Derit pintu yang dibuka perlahan menarik atensi David, ia yang mulanya termenung kini tersenyum cerah menyambut kepulangan ayahnya. David mencium punggung tangan kanan milik ayahnya dan mengambil alih tas kerja sang ayah.
"Assalamualaikum, mas! Udah dari tadi?"
"Wa'alaikumsalam, Yah. Mas juga baru aja sampai."
Farel bergeming menatap wajah putranya. David yang merasa tidak nyaman di tatap seperti itu memiliki segera berpamitan dari sana untuk meletakkan tas Farel pada tempatnya. Barulah saat David kembali memunculkan dirinya di hadapan Farel, Farel menahan anak itu dengan merangkul bahu membawanya duduk bersebelahan di sofa.

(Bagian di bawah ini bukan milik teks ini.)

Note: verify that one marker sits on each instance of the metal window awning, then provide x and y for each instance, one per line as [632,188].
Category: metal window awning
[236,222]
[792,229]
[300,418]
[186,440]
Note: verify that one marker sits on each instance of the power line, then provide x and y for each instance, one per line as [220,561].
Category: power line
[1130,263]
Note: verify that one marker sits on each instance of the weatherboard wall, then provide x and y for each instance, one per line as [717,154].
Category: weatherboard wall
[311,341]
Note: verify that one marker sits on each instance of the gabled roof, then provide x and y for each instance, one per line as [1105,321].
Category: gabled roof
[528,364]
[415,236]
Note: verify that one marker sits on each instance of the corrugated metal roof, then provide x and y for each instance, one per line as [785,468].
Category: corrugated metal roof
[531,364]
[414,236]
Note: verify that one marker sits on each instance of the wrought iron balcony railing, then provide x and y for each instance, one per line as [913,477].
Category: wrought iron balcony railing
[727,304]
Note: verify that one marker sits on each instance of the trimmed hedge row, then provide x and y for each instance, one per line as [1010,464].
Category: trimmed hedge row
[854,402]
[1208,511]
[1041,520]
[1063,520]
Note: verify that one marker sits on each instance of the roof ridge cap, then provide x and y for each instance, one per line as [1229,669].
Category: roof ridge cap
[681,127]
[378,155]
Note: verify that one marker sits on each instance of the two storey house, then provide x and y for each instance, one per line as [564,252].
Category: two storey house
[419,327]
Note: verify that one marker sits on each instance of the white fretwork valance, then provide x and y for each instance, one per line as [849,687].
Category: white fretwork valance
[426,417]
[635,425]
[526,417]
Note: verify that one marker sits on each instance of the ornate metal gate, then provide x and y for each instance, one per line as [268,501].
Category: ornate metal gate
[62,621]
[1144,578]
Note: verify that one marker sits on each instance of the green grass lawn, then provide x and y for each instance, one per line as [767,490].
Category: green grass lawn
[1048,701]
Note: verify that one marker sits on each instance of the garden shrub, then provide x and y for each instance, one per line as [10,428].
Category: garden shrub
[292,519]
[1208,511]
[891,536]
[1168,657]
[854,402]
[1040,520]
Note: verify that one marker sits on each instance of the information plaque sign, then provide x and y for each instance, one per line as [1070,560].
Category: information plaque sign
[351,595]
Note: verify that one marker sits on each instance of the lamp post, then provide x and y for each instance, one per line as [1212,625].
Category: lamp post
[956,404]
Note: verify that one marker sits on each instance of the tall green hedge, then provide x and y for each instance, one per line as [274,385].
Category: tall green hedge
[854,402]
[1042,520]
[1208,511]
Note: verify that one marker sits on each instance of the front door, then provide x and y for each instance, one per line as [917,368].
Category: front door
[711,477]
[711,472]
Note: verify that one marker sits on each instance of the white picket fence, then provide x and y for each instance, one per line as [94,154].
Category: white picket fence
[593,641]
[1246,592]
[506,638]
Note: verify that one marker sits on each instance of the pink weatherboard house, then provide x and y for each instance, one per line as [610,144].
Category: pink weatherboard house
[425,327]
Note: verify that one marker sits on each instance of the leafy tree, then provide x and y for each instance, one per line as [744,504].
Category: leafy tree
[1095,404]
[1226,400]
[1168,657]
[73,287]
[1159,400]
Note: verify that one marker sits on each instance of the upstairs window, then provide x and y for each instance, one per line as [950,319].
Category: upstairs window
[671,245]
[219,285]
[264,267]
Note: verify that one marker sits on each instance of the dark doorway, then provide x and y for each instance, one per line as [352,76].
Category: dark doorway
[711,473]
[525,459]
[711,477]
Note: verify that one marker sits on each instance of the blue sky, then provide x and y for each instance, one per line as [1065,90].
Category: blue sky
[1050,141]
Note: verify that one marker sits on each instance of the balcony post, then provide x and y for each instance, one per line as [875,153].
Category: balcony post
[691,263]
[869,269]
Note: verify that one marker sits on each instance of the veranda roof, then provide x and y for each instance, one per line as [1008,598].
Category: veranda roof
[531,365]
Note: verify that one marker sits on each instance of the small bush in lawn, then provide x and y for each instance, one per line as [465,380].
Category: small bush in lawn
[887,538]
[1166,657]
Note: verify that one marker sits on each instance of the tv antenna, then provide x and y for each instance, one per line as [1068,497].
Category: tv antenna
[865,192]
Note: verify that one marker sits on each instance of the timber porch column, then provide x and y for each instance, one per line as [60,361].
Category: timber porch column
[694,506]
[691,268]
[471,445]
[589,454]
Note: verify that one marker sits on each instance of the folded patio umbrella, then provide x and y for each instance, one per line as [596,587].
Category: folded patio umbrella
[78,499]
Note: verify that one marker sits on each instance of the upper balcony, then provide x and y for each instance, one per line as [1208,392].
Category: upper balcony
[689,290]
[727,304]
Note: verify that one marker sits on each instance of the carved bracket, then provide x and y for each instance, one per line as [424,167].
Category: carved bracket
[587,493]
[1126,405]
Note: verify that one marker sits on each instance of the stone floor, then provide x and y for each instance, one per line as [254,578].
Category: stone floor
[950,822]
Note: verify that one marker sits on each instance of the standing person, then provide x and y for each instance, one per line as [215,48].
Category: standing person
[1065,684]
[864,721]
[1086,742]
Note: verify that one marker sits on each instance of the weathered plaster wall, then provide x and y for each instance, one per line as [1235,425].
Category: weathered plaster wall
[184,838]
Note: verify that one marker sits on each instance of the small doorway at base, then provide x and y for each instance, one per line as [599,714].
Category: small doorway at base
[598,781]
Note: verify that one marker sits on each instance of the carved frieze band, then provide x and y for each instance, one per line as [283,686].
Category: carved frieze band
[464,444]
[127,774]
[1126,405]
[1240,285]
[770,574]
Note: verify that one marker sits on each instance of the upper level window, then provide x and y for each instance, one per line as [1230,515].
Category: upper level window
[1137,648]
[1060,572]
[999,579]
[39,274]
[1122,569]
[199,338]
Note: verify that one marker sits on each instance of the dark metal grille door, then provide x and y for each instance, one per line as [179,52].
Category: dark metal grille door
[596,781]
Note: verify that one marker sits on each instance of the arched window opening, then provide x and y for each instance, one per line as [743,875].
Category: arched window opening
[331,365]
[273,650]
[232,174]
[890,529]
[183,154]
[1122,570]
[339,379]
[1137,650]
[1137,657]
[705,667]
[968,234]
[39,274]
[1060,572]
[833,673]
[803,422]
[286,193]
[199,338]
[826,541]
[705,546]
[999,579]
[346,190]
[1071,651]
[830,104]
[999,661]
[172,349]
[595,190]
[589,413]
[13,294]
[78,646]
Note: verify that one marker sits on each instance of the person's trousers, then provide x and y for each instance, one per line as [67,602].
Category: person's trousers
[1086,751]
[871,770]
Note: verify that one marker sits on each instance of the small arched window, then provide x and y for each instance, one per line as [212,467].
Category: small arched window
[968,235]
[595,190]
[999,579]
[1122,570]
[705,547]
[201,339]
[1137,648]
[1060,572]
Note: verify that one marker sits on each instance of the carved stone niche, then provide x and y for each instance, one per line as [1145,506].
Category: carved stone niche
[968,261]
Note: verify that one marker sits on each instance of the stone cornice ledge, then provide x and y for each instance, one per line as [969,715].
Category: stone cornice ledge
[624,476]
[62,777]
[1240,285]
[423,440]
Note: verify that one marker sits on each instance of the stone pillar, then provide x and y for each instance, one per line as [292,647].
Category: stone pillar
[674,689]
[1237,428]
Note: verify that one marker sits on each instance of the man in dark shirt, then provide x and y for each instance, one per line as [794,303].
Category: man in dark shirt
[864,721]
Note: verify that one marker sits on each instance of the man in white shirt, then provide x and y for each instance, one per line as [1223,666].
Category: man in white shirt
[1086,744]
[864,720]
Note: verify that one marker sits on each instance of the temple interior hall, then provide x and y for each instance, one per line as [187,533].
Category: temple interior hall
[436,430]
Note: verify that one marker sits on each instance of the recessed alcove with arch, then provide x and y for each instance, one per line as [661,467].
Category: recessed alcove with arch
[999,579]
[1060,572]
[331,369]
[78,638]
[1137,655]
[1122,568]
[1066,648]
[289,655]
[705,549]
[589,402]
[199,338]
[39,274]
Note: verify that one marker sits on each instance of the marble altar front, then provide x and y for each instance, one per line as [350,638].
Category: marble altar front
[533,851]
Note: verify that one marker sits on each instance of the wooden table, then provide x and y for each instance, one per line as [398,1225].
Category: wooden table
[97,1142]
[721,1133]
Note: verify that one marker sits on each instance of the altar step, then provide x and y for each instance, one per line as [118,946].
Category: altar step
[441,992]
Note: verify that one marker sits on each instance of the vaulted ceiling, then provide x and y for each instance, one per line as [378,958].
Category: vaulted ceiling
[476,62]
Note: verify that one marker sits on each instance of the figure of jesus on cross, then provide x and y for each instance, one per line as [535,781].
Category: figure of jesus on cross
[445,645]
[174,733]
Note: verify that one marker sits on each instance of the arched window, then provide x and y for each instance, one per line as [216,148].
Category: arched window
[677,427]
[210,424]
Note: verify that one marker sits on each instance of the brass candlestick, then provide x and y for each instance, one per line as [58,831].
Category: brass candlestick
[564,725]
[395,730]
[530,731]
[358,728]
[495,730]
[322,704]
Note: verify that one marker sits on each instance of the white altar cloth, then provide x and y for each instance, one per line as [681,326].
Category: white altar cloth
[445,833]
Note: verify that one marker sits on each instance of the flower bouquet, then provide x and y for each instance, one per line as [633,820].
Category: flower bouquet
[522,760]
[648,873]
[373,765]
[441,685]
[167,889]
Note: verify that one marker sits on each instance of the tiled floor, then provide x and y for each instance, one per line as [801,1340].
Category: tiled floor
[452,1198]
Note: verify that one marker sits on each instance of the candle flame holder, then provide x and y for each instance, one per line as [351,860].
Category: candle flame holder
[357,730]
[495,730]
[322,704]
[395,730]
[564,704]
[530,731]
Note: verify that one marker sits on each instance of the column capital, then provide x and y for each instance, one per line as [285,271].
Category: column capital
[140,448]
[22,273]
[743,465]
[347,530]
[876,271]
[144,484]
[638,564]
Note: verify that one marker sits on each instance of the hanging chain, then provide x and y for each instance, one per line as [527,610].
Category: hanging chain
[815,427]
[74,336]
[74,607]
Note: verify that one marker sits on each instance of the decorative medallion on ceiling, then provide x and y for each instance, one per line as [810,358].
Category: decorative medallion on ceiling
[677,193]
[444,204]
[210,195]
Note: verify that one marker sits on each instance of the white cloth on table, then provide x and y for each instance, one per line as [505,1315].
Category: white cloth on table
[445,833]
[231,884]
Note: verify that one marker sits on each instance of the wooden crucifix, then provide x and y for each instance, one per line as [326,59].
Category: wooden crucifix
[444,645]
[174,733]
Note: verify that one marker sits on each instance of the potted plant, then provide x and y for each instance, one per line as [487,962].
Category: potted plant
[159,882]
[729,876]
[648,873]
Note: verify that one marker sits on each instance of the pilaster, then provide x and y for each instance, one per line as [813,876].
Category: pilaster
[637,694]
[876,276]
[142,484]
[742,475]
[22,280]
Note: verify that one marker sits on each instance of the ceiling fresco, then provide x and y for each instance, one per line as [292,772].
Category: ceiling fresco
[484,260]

"Ada yang mau di ceritain, Mas?"
"Enggak ada, Yah. Kita pergi sekarang ya?"
Farel mengangguk menyetujui keinginan putranya. "Ya sudah nanti aja ceritanya kalau udah sampai."
Perjalanan mereka kali ini diisi sunyi sampai akhirnya mereka tiba ke tempat yang dituju. Hamparan perkebunan luas membentang menyambut indra penglihatan David. Hawa dingin petang hari itu turut melengkapi keelokan alam. David masih termenung mencerna apa yang terjadi.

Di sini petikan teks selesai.